Everybody that I know has been arguing for many years that Glow needed to change radically, despite the fact that it already incorporates some of the same open source collaborative tools that will feature prominently as part of the new approach.
These tools surely were added because we argued that glow needed to change radically. Unfortunately they way they were added was fairly clunky and limited the tools. For example the blogs are limited to a handful of themes and plugins. The way that they are connected to ones glow account precluded the use of the MetaWebBlogApi and there use on mobile devices.
Given that, the folk who I’ve introduced blogs to have mainly needed help with the initial setup in the portal rather than working the blog once it has been setup.
I might be coming over as a glow naysayer but I am not, Glow has been my main occupation for the last few years, I’ve created a ton of groups, helped and trained lots of teachers and logged on 100s of pupils. I appreciate the fact that glow gave ict in education a huge push and was well resourced though the local and national governments.
We might not have reached the ambition of having every student, every teacher and every parent using Glow every day but the level of engagement dwarfs the number of people who have contributed to the largely disappointing #eduscotict wiki that was set-up following the announcement.
It might be a wee bit disingenuous to compare the levels of engagement of a short term wiki with a long term project that had a huge effort from LAs across Scotland and with many LTS & RM folk facilitating this engagement. Given the time frame, the fact that most Scottish teachers have never interacted on a public website or edited a Wiki I think we got the sort of response I’d expect.
I encouraged all the local ICT co-ordinators here to contribute, none, to my knowledge did. Some told me they had tried but found the level of technical language impenetrable and off-putting. Although many teachers have used glow to facilitate their children’s learning there are comparatively few who engage in online discussions inside or outside glow. If you compared the number of teachers who had contributed to a glow discussion or forum in the same timeframe as the #eduscotict wiki it might be a fairer comparison?
I do worry, as I believe Laurie does, that this #eduscotict initiative is moving very quickly.

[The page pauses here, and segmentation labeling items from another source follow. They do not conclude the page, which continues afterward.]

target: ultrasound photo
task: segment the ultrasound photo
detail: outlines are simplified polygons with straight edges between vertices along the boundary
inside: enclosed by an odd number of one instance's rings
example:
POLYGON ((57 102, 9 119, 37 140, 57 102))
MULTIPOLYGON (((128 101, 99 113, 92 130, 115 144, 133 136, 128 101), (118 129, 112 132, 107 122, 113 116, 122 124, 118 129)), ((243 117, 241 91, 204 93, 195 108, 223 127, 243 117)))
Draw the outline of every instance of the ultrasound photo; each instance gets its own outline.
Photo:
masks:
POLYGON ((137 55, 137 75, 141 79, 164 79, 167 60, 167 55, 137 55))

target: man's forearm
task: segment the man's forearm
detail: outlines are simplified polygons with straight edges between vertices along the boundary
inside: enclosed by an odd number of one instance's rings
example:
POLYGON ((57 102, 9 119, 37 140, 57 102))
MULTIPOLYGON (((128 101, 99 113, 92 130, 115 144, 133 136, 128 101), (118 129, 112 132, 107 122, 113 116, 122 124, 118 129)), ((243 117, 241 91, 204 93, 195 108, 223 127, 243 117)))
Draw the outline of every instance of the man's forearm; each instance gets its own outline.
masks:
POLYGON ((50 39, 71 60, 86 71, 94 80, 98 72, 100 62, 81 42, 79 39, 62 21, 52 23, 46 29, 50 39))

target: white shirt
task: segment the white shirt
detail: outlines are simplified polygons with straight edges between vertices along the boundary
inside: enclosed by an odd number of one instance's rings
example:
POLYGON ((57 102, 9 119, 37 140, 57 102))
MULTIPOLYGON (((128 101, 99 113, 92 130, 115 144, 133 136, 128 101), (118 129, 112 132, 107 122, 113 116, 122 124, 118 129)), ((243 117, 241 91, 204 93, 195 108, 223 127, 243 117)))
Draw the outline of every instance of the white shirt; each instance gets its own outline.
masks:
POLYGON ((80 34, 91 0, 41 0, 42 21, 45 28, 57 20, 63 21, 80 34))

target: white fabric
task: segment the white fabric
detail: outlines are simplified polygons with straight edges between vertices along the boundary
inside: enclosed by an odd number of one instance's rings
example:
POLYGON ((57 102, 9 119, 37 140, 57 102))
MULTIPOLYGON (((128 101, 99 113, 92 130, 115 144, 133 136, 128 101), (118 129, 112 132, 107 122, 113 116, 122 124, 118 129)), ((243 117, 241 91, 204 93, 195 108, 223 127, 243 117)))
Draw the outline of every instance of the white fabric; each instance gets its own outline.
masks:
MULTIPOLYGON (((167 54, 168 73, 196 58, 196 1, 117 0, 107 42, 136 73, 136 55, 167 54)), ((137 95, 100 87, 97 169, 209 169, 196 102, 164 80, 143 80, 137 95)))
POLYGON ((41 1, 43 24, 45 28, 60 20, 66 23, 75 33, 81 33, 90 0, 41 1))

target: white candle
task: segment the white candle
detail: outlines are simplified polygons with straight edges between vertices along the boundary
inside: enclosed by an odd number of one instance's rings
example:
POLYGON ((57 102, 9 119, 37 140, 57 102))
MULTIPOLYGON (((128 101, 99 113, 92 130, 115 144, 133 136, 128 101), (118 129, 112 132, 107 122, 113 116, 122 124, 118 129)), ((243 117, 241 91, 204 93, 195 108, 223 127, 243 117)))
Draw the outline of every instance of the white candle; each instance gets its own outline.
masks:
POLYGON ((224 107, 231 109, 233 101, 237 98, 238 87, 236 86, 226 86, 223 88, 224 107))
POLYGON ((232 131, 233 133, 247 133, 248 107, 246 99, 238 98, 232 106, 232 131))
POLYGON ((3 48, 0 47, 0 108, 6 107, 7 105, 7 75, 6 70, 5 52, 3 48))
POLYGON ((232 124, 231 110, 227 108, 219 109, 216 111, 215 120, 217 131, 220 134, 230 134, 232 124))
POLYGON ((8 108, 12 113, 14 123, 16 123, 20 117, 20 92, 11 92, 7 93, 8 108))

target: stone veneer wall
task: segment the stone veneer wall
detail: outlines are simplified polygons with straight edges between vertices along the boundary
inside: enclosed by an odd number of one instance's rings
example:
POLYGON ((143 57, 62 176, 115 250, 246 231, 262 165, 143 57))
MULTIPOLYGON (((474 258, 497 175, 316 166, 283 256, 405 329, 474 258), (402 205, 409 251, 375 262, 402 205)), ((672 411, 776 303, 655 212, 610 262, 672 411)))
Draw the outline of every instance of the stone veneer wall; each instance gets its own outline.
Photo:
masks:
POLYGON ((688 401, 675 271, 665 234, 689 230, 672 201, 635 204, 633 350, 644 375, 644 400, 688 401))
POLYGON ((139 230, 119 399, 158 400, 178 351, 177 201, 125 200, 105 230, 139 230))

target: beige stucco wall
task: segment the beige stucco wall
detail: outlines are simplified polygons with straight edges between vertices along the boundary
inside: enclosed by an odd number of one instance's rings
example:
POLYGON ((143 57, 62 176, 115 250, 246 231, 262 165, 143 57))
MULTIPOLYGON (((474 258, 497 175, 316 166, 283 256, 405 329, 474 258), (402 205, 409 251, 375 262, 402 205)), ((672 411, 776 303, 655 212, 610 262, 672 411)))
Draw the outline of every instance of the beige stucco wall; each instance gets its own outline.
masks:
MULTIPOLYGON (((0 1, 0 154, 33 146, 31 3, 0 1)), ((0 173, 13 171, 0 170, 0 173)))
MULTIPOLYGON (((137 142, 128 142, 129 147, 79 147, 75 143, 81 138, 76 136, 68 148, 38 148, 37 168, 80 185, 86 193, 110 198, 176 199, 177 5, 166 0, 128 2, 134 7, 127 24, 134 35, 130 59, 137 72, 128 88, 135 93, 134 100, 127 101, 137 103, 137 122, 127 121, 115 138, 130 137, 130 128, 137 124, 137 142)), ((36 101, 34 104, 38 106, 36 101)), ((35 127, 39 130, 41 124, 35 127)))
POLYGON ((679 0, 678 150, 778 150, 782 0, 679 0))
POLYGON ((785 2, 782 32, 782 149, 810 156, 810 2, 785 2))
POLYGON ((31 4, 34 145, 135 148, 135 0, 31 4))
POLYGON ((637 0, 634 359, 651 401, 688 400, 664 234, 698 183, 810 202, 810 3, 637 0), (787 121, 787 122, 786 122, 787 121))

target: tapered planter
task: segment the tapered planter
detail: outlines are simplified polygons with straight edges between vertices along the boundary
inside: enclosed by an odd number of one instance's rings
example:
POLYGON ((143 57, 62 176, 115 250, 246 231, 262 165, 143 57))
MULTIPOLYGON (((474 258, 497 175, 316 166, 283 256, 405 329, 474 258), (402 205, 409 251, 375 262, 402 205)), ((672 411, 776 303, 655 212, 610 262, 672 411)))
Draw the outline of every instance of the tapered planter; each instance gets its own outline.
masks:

I do worry that a slanted picture of needs will emerge. To open up this debate to colleagues across Scotland would need more channels that seem to have been provided.
I wonder if this lack of participation, and inclusion of view for all sectors may set up the same category of problem as Glow 1. To my eyes (very much a particular perspective) the conceit and concept of glow was outstanding, the work done in bringing in LAs across Scotland was groundbreaking. The problems arose from the implementation, the software chosen. I wonder how long the decision makers tested sharepoint, I wonder how many teachers were invited to test, in real classrooms, how it was supposed to work, or were the decisions taken on demos, walkthroughs and pre built examples. I hope that when deciding on the new solution the decision makers test things at same time as full-time teaching, I wonder if they can do it in the time available?.
The way #EDUScotICT seems to panning out is that we are getting more opinion from troops on the ground, but perhaps we are getting it from a quite small sub-set of these troops: the specialists, the ones who are experienced in using online tools the believers who will go the extra mile to get thing working. The challenge for the government is to expand the debate.
Although the eduscotict / ICT Summit has overtaken this post, and I’ve probably changed my mind on some of the above, I thought I’d post his before starting to think about this afternoon’s discussion.